Monday, June 13, 2005

silent hill

when the sun hits the sky
and turns into a blue blaze
as the trees bow to ground
and the world falls away

my mom wanted me to wear this cowboy belt she bought from some shite vendor in china probably for 25 cents. i told her, it's important to pick a belt that actually matches one's pants. i said, when do i ever wear country-esque clothing. she said, i don't know maybe sometime you'll want to go dress like a cowboy.

if i ever dress like a cowboy, please someone light my body on fire, and then put me out with your suv.
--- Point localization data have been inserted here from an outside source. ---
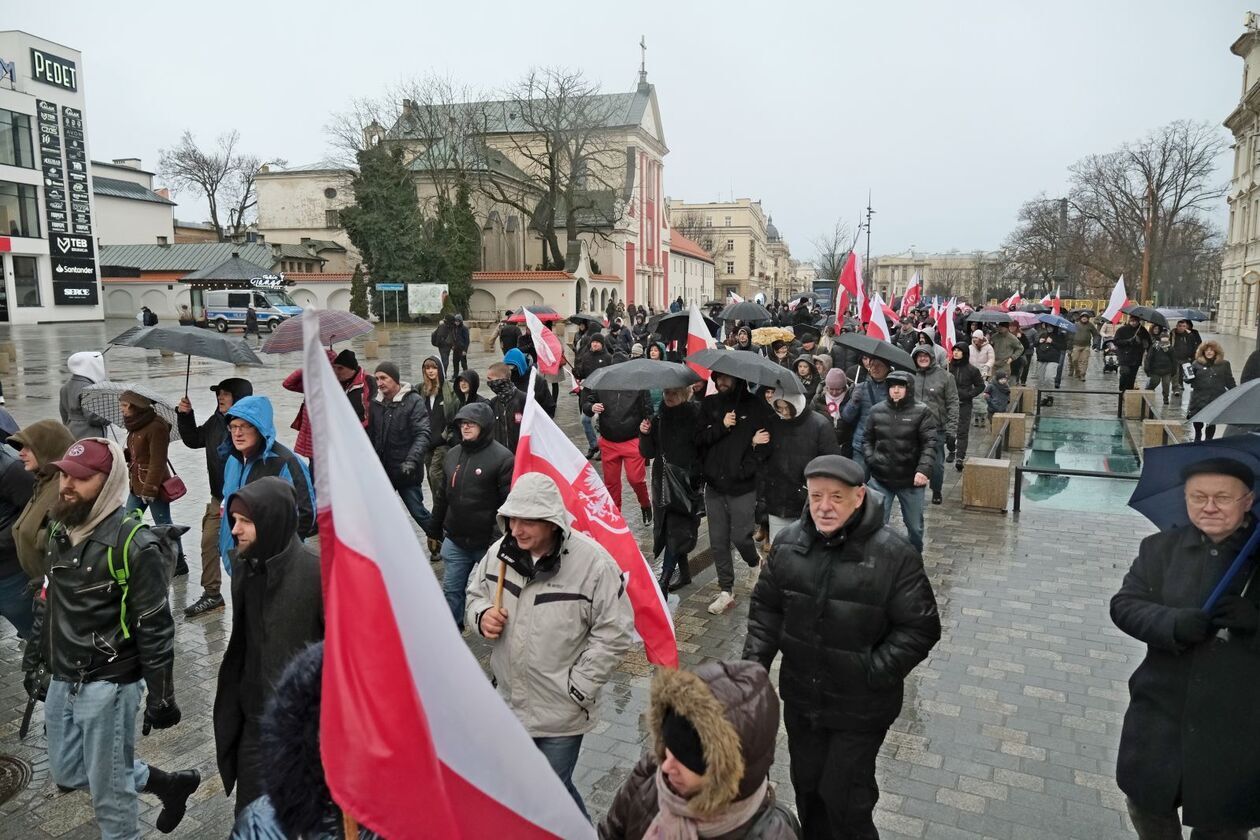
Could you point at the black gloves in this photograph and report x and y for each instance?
(1191, 626)
(161, 714)
(1236, 613)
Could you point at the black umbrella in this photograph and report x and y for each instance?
(672, 326)
(750, 367)
(192, 340)
(746, 311)
(596, 320)
(989, 316)
(1145, 314)
(877, 349)
(639, 374)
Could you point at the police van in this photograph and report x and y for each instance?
(226, 307)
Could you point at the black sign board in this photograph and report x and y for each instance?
(53, 69)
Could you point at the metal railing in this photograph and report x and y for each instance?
(1082, 474)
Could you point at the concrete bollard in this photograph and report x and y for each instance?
(987, 484)
(1017, 428)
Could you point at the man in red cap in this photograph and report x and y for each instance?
(106, 627)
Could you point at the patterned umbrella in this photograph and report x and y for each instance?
(334, 325)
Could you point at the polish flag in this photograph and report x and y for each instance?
(544, 448)
(914, 294)
(547, 348)
(408, 724)
(945, 334)
(877, 328)
(1119, 299)
(698, 338)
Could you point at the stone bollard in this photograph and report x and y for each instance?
(1017, 430)
(985, 484)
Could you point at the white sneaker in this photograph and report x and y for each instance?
(721, 603)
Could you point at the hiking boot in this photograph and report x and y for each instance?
(722, 602)
(173, 790)
(206, 603)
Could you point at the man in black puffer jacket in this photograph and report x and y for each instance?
(478, 479)
(848, 603)
(798, 436)
(900, 447)
(398, 428)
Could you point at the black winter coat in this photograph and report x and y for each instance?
(478, 480)
(1192, 728)
(968, 378)
(853, 613)
(1210, 382)
(900, 441)
(793, 443)
(400, 435)
(728, 461)
(623, 412)
(292, 616)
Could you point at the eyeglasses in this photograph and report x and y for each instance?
(1219, 500)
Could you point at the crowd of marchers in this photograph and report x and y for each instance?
(798, 481)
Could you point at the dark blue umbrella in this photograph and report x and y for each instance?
(1055, 320)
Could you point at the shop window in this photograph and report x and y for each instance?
(25, 281)
(19, 210)
(15, 144)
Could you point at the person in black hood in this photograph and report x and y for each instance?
(211, 436)
(479, 476)
(847, 602)
(276, 611)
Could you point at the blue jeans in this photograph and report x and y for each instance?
(561, 753)
(159, 509)
(92, 744)
(413, 498)
(589, 428)
(911, 509)
(456, 567)
(17, 603)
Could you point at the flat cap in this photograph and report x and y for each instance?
(836, 466)
(1221, 466)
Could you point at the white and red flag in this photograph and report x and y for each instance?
(877, 326)
(914, 294)
(544, 448)
(698, 338)
(1119, 299)
(547, 348)
(416, 742)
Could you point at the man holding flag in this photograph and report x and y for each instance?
(553, 605)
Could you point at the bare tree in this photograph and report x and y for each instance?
(833, 248)
(223, 176)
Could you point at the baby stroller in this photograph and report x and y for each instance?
(1110, 359)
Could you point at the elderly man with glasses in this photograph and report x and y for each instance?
(1191, 737)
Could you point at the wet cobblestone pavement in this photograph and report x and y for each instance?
(1009, 728)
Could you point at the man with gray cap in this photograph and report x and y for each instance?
(847, 602)
(1191, 737)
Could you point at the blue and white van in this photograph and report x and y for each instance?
(226, 307)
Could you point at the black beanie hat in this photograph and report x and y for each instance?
(682, 739)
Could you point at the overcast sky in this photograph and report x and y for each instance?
(951, 113)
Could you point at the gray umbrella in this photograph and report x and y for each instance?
(192, 340)
(639, 374)
(102, 398)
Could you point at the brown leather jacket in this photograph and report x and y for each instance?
(736, 713)
(146, 455)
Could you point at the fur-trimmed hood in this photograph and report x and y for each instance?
(735, 712)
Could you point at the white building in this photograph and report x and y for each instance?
(47, 234)
(129, 209)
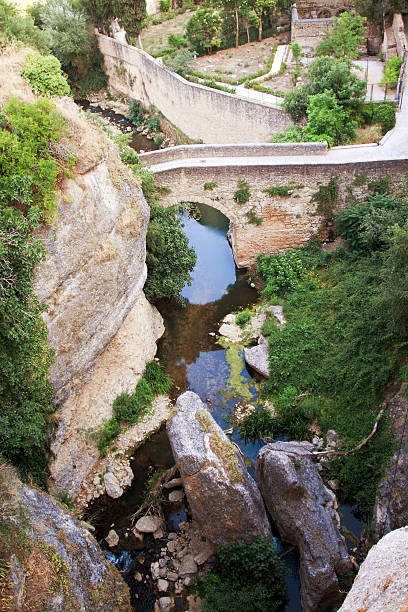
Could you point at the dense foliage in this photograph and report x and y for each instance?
(245, 577)
(332, 98)
(169, 259)
(15, 27)
(73, 42)
(27, 195)
(131, 407)
(44, 75)
(203, 30)
(345, 37)
(346, 331)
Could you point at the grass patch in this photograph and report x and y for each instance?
(338, 350)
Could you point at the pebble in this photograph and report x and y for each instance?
(162, 585)
(165, 604)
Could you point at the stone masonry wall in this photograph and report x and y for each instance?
(250, 150)
(287, 221)
(200, 112)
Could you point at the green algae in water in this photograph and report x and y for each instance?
(242, 387)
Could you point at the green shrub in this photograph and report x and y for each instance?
(281, 272)
(16, 27)
(158, 380)
(176, 41)
(326, 197)
(136, 113)
(245, 577)
(28, 172)
(280, 190)
(243, 317)
(132, 407)
(45, 76)
(391, 71)
(153, 124)
(210, 185)
(384, 114)
(296, 102)
(109, 431)
(28, 175)
(242, 194)
(344, 309)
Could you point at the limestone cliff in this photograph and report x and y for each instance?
(55, 563)
(101, 326)
(382, 582)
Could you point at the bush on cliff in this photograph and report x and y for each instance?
(245, 577)
(27, 196)
(346, 331)
(169, 259)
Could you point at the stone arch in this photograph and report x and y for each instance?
(324, 14)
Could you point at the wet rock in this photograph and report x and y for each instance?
(172, 484)
(54, 534)
(155, 570)
(304, 512)
(257, 358)
(223, 498)
(382, 582)
(188, 566)
(162, 585)
(165, 604)
(176, 496)
(148, 524)
(112, 539)
(112, 486)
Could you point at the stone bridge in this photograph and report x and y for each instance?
(211, 174)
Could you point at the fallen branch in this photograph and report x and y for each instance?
(353, 450)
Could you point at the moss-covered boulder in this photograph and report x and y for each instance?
(223, 498)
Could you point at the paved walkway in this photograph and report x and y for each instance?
(394, 146)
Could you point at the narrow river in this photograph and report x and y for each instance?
(191, 355)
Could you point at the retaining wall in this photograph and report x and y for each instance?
(200, 112)
(237, 150)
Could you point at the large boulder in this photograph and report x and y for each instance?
(223, 498)
(304, 512)
(257, 357)
(382, 582)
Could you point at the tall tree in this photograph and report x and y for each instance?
(344, 39)
(129, 13)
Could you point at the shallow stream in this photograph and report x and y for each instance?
(191, 355)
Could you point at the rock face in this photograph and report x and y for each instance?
(99, 322)
(95, 266)
(304, 512)
(382, 582)
(223, 498)
(391, 508)
(60, 566)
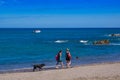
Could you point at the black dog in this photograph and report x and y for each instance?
(40, 66)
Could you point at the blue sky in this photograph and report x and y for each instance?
(59, 13)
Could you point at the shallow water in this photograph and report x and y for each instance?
(21, 48)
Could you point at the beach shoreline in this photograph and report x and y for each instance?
(102, 71)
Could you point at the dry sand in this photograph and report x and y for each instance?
(106, 71)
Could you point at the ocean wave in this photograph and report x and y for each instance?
(114, 43)
(61, 41)
(83, 41)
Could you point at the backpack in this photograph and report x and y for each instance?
(56, 57)
(68, 56)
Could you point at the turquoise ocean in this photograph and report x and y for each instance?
(22, 47)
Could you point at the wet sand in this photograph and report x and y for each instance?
(104, 71)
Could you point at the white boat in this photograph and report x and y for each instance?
(37, 31)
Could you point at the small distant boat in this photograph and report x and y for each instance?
(37, 31)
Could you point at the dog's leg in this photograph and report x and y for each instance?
(34, 68)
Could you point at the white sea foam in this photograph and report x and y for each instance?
(61, 41)
(83, 41)
(115, 44)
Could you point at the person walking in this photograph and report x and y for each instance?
(59, 59)
(68, 58)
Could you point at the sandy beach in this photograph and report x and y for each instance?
(104, 71)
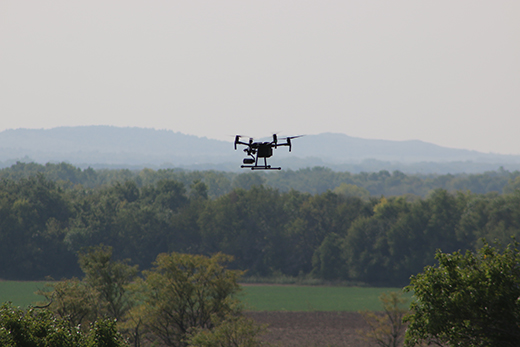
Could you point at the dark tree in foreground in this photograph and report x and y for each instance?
(469, 299)
(39, 328)
(185, 292)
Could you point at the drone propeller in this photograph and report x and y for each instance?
(289, 138)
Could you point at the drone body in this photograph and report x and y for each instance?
(264, 150)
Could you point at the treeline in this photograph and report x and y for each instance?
(331, 235)
(315, 180)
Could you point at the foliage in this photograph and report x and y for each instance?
(108, 278)
(39, 328)
(387, 329)
(234, 331)
(185, 291)
(468, 299)
(72, 300)
(102, 293)
(331, 235)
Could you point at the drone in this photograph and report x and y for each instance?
(264, 150)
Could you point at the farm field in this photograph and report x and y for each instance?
(254, 297)
(304, 316)
(20, 293)
(312, 298)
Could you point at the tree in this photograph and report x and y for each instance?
(109, 278)
(387, 329)
(73, 301)
(186, 291)
(467, 299)
(39, 328)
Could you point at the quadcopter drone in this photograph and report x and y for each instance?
(264, 150)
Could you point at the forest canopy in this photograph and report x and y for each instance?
(332, 231)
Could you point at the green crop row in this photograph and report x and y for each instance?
(254, 297)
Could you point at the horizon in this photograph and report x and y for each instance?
(444, 73)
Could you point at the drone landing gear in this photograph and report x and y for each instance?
(256, 167)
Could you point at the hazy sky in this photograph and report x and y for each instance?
(446, 72)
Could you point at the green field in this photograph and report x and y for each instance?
(255, 298)
(20, 293)
(312, 298)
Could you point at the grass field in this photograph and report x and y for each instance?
(20, 293)
(255, 297)
(313, 298)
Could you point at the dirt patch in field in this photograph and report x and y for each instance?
(311, 329)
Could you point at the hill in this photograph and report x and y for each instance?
(109, 146)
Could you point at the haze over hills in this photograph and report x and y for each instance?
(109, 146)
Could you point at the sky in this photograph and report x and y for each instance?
(445, 72)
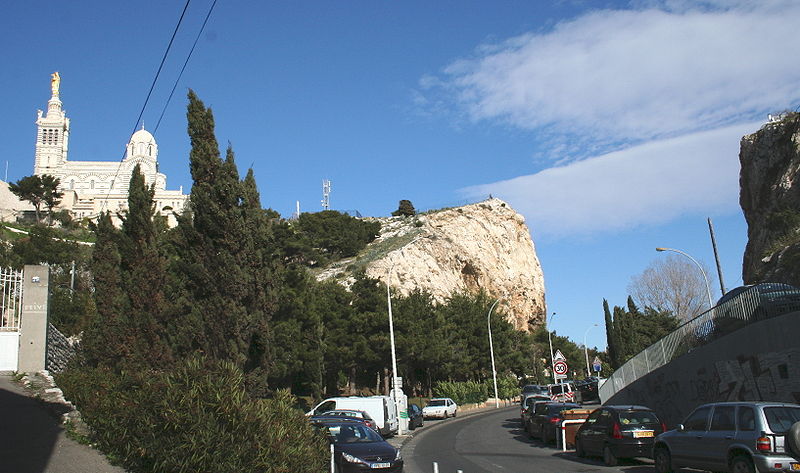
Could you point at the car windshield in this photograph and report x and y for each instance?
(638, 418)
(352, 433)
(557, 408)
(780, 419)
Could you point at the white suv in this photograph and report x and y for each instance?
(442, 407)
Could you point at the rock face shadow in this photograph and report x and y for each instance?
(28, 434)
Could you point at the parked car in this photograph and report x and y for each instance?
(587, 391)
(533, 389)
(415, 416)
(561, 392)
(527, 405)
(740, 437)
(618, 432)
(362, 415)
(381, 408)
(441, 407)
(546, 416)
(357, 448)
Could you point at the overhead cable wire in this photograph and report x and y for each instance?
(180, 74)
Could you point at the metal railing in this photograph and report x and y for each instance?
(11, 302)
(751, 305)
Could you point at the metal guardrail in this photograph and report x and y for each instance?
(751, 305)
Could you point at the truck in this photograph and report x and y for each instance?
(380, 408)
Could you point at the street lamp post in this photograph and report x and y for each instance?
(491, 351)
(397, 391)
(702, 271)
(586, 349)
(550, 339)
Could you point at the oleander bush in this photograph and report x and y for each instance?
(197, 417)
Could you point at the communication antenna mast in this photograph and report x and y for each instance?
(326, 194)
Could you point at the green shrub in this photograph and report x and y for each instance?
(195, 418)
(463, 392)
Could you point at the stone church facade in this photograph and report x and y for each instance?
(91, 187)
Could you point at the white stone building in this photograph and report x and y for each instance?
(91, 187)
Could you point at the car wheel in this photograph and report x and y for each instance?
(608, 457)
(663, 460)
(793, 439)
(742, 464)
(579, 448)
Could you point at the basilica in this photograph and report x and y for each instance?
(91, 187)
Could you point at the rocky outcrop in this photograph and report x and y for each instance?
(465, 249)
(770, 200)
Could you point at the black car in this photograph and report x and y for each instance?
(618, 432)
(357, 448)
(545, 418)
(587, 390)
(415, 417)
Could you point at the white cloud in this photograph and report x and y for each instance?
(615, 77)
(643, 185)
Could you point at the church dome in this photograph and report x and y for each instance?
(142, 145)
(143, 136)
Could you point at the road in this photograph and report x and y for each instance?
(495, 442)
(33, 441)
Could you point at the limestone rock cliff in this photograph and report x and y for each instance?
(479, 246)
(770, 200)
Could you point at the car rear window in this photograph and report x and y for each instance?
(780, 419)
(635, 418)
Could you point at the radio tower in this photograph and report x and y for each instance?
(326, 194)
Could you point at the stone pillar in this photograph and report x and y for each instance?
(33, 327)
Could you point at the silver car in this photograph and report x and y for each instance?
(738, 437)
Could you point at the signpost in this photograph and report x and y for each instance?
(560, 367)
(596, 365)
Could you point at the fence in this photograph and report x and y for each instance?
(748, 306)
(11, 303)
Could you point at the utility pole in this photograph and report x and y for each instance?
(716, 256)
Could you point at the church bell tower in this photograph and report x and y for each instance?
(52, 134)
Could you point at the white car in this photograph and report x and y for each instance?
(441, 407)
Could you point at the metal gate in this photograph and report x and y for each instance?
(10, 315)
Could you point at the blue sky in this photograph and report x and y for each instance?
(612, 126)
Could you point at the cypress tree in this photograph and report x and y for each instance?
(224, 252)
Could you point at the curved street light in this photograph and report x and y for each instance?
(702, 271)
(491, 351)
(550, 339)
(586, 349)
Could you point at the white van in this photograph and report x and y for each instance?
(380, 408)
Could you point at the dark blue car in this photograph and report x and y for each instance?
(357, 448)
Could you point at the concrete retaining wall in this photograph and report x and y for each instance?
(758, 362)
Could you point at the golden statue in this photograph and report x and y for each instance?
(55, 81)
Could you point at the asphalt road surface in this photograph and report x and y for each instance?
(495, 442)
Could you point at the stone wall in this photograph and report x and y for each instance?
(59, 350)
(760, 362)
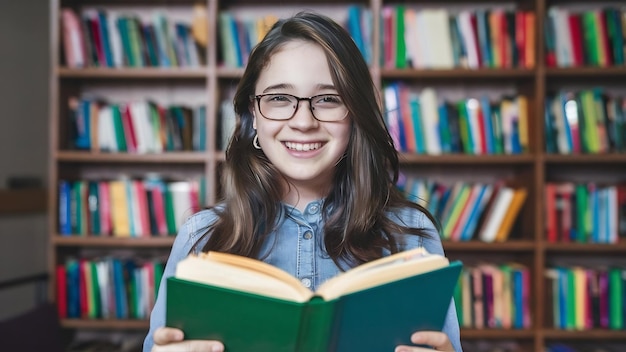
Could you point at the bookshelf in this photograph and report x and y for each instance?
(211, 82)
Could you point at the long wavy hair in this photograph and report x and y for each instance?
(358, 229)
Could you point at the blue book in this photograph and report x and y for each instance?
(444, 129)
(73, 288)
(119, 287)
(104, 35)
(65, 224)
(484, 39)
(83, 125)
(477, 211)
(414, 106)
(485, 106)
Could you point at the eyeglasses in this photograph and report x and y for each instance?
(324, 107)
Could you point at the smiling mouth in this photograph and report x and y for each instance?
(303, 147)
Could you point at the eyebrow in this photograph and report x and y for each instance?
(291, 86)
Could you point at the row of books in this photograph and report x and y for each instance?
(107, 38)
(494, 296)
(107, 288)
(127, 207)
(421, 123)
(586, 346)
(435, 38)
(585, 121)
(468, 211)
(238, 34)
(585, 212)
(135, 127)
(587, 298)
(595, 37)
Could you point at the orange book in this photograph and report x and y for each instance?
(529, 51)
(551, 228)
(119, 208)
(519, 196)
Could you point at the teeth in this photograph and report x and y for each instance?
(303, 146)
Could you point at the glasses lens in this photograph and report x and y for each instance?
(277, 106)
(325, 107)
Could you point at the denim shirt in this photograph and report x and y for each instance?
(296, 246)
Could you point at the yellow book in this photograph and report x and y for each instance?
(522, 107)
(519, 196)
(217, 296)
(119, 208)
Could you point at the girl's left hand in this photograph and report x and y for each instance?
(437, 340)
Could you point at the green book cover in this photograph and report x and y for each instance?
(118, 125)
(399, 38)
(582, 207)
(372, 319)
(616, 297)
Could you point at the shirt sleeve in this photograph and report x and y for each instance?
(186, 238)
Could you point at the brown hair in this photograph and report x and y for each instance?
(363, 192)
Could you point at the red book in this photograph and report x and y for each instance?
(94, 24)
(61, 278)
(551, 227)
(474, 23)
(158, 203)
(142, 206)
(129, 129)
(575, 28)
(520, 37)
(605, 46)
(106, 224)
(82, 289)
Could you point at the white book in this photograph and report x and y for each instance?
(115, 38)
(469, 39)
(439, 41)
(430, 113)
(495, 214)
(181, 200)
(106, 130)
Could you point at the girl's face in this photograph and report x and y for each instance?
(304, 149)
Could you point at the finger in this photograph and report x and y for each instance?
(191, 346)
(438, 340)
(163, 336)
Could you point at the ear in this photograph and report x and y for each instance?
(253, 110)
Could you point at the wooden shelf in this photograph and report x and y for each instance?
(509, 246)
(589, 248)
(23, 201)
(132, 73)
(462, 159)
(585, 158)
(129, 324)
(594, 334)
(99, 241)
(457, 73)
(497, 333)
(171, 158)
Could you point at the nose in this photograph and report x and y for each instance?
(303, 119)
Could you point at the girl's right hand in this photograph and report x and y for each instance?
(171, 340)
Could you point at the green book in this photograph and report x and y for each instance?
(258, 307)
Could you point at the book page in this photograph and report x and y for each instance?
(243, 274)
(384, 270)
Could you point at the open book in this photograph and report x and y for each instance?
(250, 305)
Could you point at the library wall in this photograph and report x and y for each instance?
(24, 91)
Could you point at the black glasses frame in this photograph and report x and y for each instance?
(298, 100)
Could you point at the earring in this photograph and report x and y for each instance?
(255, 142)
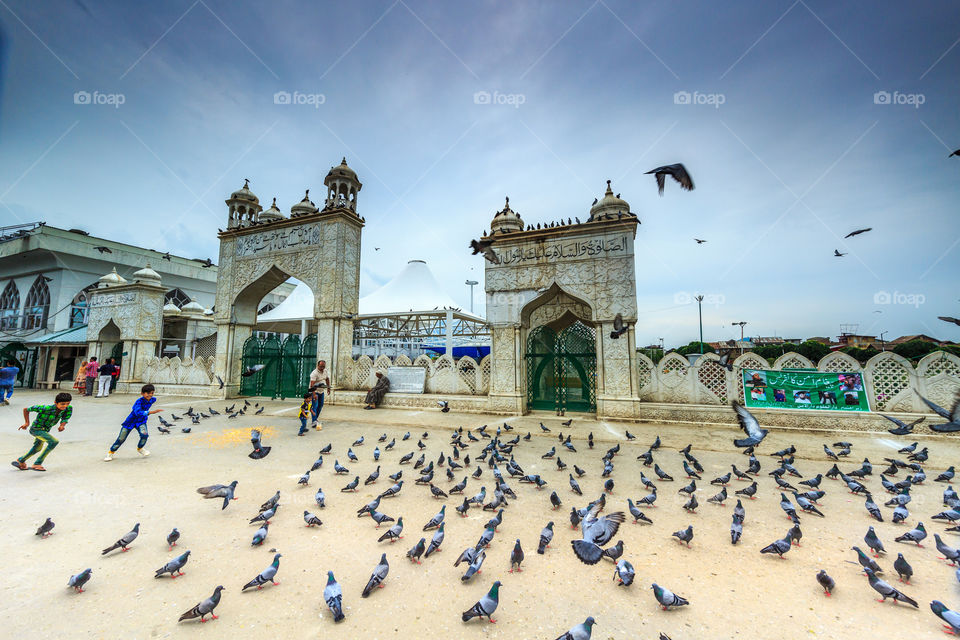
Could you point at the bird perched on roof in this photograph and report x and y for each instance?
(676, 171)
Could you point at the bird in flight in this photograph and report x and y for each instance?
(483, 246)
(676, 171)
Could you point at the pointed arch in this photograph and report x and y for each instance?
(37, 306)
(9, 306)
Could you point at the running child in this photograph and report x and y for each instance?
(136, 420)
(47, 416)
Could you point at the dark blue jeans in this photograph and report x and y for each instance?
(316, 406)
(124, 432)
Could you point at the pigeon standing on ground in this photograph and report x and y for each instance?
(125, 541)
(333, 596)
(378, 576)
(267, 575)
(485, 606)
(204, 608)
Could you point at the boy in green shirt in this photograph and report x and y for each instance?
(47, 416)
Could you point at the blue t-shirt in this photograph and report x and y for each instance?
(8, 376)
(139, 413)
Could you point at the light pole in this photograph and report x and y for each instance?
(700, 314)
(741, 324)
(470, 284)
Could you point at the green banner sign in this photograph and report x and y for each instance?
(804, 390)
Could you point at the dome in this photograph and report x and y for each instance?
(192, 307)
(343, 171)
(506, 220)
(609, 206)
(146, 275)
(244, 193)
(111, 279)
(272, 214)
(303, 207)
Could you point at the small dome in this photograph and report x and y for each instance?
(111, 279)
(506, 220)
(244, 193)
(272, 214)
(146, 275)
(192, 307)
(609, 207)
(343, 170)
(303, 207)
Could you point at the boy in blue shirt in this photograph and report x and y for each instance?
(136, 420)
(8, 377)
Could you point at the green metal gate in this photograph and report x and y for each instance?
(562, 368)
(287, 370)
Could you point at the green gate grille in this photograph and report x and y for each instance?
(562, 368)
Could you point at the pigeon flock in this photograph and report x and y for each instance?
(478, 472)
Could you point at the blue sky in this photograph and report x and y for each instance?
(806, 120)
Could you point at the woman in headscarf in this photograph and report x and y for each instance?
(319, 383)
(375, 395)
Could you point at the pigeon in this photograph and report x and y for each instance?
(516, 558)
(952, 618)
(174, 566)
(887, 591)
(903, 568)
(779, 547)
(260, 535)
(220, 491)
(378, 576)
(46, 529)
(79, 580)
(583, 630)
(826, 582)
(666, 598)
(684, 535)
(124, 541)
(750, 426)
(625, 573)
(393, 533)
(333, 596)
(435, 542)
(485, 606)
(866, 561)
(417, 551)
(204, 608)
(874, 542)
(546, 536)
(953, 416)
(676, 171)
(267, 575)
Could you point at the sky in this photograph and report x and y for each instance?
(800, 121)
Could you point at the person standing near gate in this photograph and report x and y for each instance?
(319, 382)
(91, 373)
(106, 377)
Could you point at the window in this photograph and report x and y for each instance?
(9, 306)
(177, 297)
(80, 306)
(37, 306)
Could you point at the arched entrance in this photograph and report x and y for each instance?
(562, 368)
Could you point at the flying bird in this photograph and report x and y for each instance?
(676, 171)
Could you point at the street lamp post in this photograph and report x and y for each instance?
(741, 324)
(470, 284)
(700, 314)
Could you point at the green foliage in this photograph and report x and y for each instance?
(694, 347)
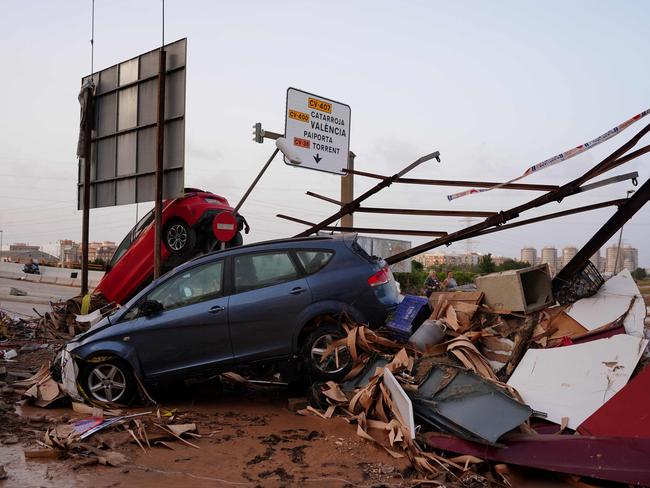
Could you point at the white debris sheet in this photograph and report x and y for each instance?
(401, 401)
(611, 302)
(575, 381)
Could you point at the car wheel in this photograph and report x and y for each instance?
(235, 241)
(178, 237)
(337, 364)
(110, 380)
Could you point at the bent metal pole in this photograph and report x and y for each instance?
(348, 208)
(612, 161)
(160, 143)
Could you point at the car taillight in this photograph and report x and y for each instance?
(381, 277)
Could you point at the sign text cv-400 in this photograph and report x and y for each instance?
(318, 130)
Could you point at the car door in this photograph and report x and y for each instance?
(191, 332)
(269, 293)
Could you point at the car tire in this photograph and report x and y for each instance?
(335, 367)
(235, 241)
(178, 237)
(109, 380)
i have one boss and one fake boss. the fake boss used to be my boss too. i used to have two equal bosses because i had two separate jobs i was handling. the fake boss told me today that i was getting a promotion, which i already knew. when i said i knew, he was like, oh you weren't suprised, you must be cocky.

that's story 1.

story 2 goes like this: i have all these pictures in my cube of my friends and moments of pure happiness, mostly which somehow involved alcohol... not that i need alcohol to be happy, but it just so happens happiness and camera-picture-taking go hand in hand. anyway, this coworker of mine said i must be in love with myself because many of those pictures are of my friends AND me, and so i guess i have multiple pictures of myself, in a way, in my cube. and i was like, what you think i am in love with myself. you are so stupid.

story 1 and 2 go together like this. i am not cocky nor am i in love with myself. make no mistake my friend, i know i'm badass in a few things and decently good in a few more and i also know most people in this world suck and so in comparison, i'm above avg in totality.

i think today might be my housemate's birthday but she didn't tell me personally. i just think it is because. but who cares.